Scottish Baronial architecture (sometimes Baronial style) is a style of architecture with its origins in the sixteenth century. "Castle-like", the style draws on the features of Medieval castles, tower houses and the French Renaissance châteaux. Pioneered by figures including Sir Walter Scott, in the nineteenth century it was revived as part of the Gothic Revival and remained popular until World War I, with extensive use in Scotland and examples in Ireland, Canada, New Zealand and the United States.
Buildings of the style frequently feature towers adorned by small turrets called bartizans. Roof lines are uneven, their crenelated battlements often broken by stepped gables. While small lancet windows may appear in towers and gables, large bay windows of plate glass were not uncommon, but even these often had their individual roofs adorned by pinnacles and crenelation. Porches, porticos and porte-cocheres, were often given the castle treatment. An imitation portcullis on the larger houses would occasionally be suspended above a front door, flanked by heraldic beasts and other medieval architectural motifs.
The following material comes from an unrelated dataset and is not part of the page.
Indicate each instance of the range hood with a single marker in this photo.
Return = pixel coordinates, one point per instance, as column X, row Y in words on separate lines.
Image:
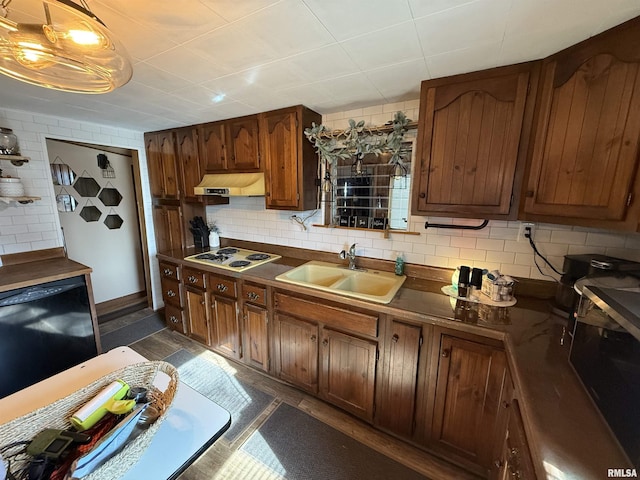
column 232, row 185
This architectural style was often employed for public buildings, such as Aberdeen Grammar School. However, it was by no means confined to Scotland and is a fusion of the Gothic revival castle architecture first employed by Horace Walpole for his Twickenham villa, Strawberry Hill, and the ancient Scottish defensive tower houses. In the 19th century it became fashionable for private houses to be built with small turrets and dubbed in Scottish Baronial style. In fact the architecture often had little in common with tower houses, which retained their defensive functions and were deficient with respect to 19th-century ideas of comfort.